What makes Inside even more intense is that the world is more visible. In Limbo everything was dark and you could see what would happen if you died or that there was something bad on the ground, but with Inside all this becomes clearer and more tangible Captured. Sometimes you are torn apart by dogs, you see yourself already drowning convulsively or are you grabbed and dragged away by nasty men. It grabs you a bit more at the throat than Limbo I found myself.

Strange sounds

In terms of difficulty, I must say that Limbo found a greater challenge than Inside . Not that the puzzles here are very easy, but a little less challenging. It feels like the game is more about the experience than the challenge, where Limbo found this balance better and I sometimes had to really puzzle how something worked to get ahead. The game has an auto-save function that makes it easy to replay a part quickly once you have fallen into a trap or have been eaten. Often you only need to transfer a small piece of the map.

The sound in both games is really cool. The soundtrack (if you can call it that) sounds ominous and sometimes there is only the sound of the world around you and the ominous creatures awaiting you in the dark. I occasionally got strange looks from my wife next to me on the couch when another strange cracking or whine came from my Switch.

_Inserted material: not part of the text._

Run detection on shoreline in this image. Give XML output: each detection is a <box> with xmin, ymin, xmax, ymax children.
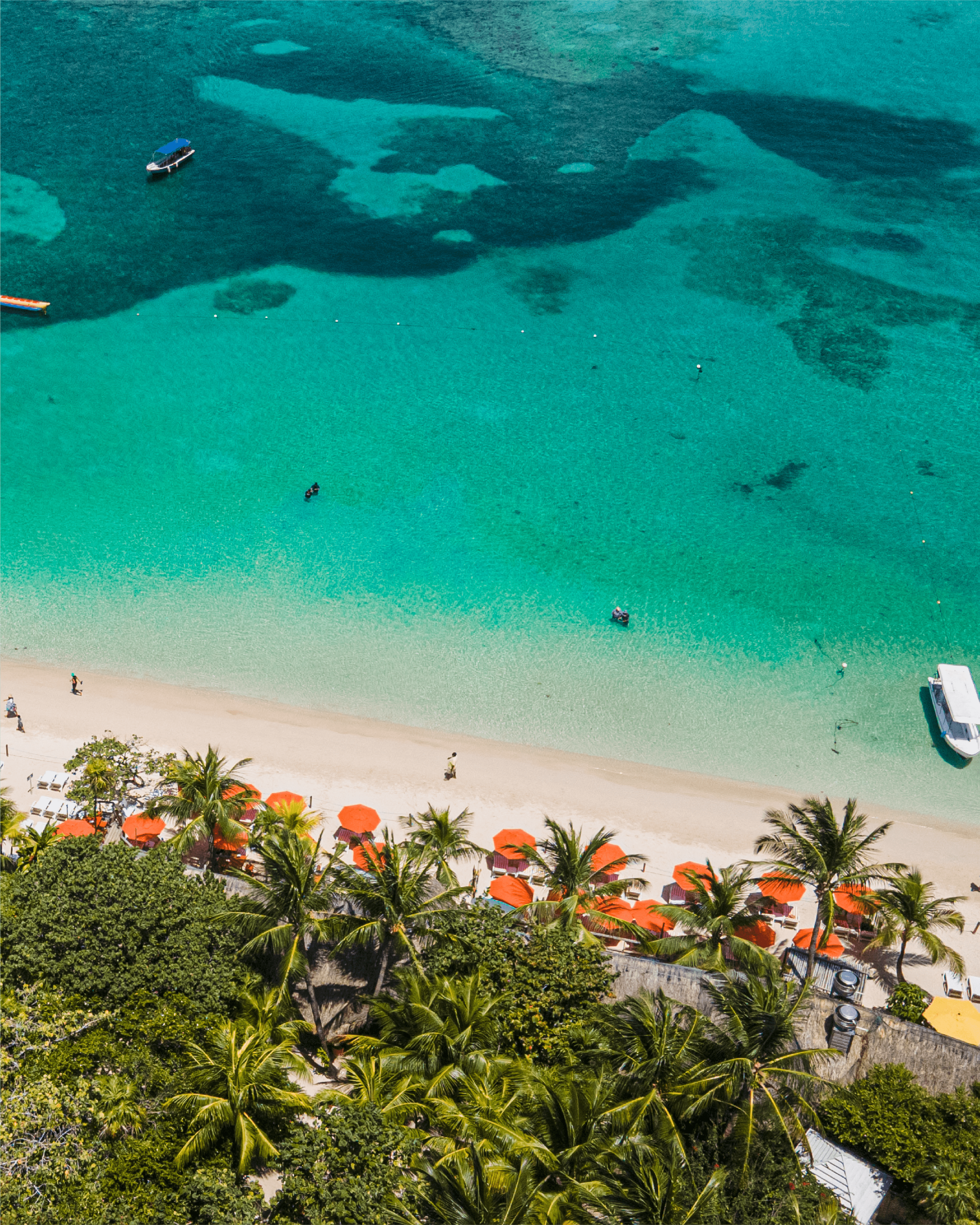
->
<box><xmin>0</xmin><ymin>656</ymin><xmax>980</xmax><ymax>990</ymax></box>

As I said before Limbo looks more cartoony and it is especially dark in the game. This was particularly annoying when you played the game in handheld mode when there was too much light on your screen. If you play the game via the Switch on your TV, it is more to my right, personally. Inside knows this problem much less. This game also does not splash off your screen in terms of color, but light is used in a different way and there are other environments so that your handheld always sees exactly what you are doing and what will come your way.

Both games are not very long. If you go through a bit, you will spend about 4 to 6 hours per game, depending on how often you die and of course how fast you solve the puzzles. In itself, I found this not a disaster, because the games offer a great experience despite the limited playing time. You just want to know how it goes and what bizarre things you will encounter later in the game.

It is very difficult to say which of the two is the better horror game. They both respond to fear in a different way, but they are both very similar in terms of structure. As far as story is concerned, Inside is perhaps the more obscure choice, but Limbo has more difficult puzzles. Actually, you just have to play them both, because as I said in the beginning you just miss something if you skip these games.